We can easily implement these steps in scikit-learn using the **Pipeline** class. Pipelines allow us to integrate multiple steps into a single unit (the pipeline). In scikit-learn, you can use this unit in the same way you use an estimator. This means that the unit Pipeline works like LogisticRegression or any other model. It has fit, predict, and score methods, and you can use it as a classifier.

### Building pipelines

The easiest way to build a pipeline is through the function *make_pipeline*. The syntax for *make_pipeline* is as simples as: 

> make_pipeline(*steps you want to do*)

The steps that you want to do must be 'transforms'. And that's a problem...

### Pipelines limitations

To say that the steps must be 'transforms', means that they must implement fit and transform methods. Accordingly, if we are trying an imputation method that does not have these methods, we can't use pipelines. And if we can't use pipelines, we can't evaluate our model through cross-validation because of the data leakage problem.

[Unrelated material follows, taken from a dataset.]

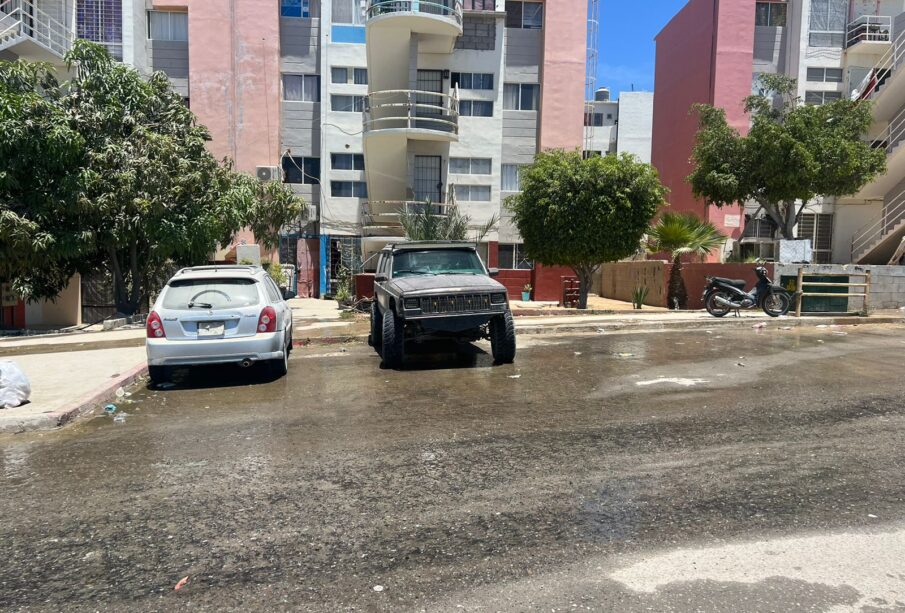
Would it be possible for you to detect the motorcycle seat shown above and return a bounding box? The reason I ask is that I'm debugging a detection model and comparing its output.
[713,277,745,289]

This is the reason why I told you that scikit-learn restricts the use of more complex imputation methods. You can still apply them if you work around the code, but it will never be as straightforward as it is to apply the mean imputation method.

## 2.4. Evaluation through cross-validation

Now that we already discussed the need for pipelines, let's solve the problem.

In [7]:
# Estimate score with pipeline
from sklearn.preprocessing import Imputer
from sklearn.pipeline import make_pipeline

pipe = make_pipeline(Imputer(), LogisticRegression())
score = cross_val_score(pipe, X_missing, y, cv=5)
print('Score: %.3f +/- %.3f' % (np.mean(score), np.std(score)))

Score: 0.813 +/- 0.078


This is the score that should be compared with the score resulting from the approach in which we used only valid data. It's the comparison between these two scores that should guide our decision on which solution we should use to solve the missing data problem.

---

# Summary

In this example, we saw how to select a solution for the missing data problem. We discussed two solutions: 
1. Use only valid data.
1. Impute data (mean imputation).

While the first solution is easy to apply, the second one is tricky. In particular, the second solution can guide us to a data leakage situation. To avoid these situation, we must use pipelines. Since pipelines are restricted to 'transformers', not always we can apply complex imputation methods in scikit-learn.

The general process to compare missing data solutions is:
1. Choose an error metric.
1. Select a machine learning algorithm.
1. Apply a missing data solution to get a complete dataset.
1. Evaluate model performance through cross-validation.

Once you finished this process, you're able to select the missing data solution that leads you to the most accurate predictions.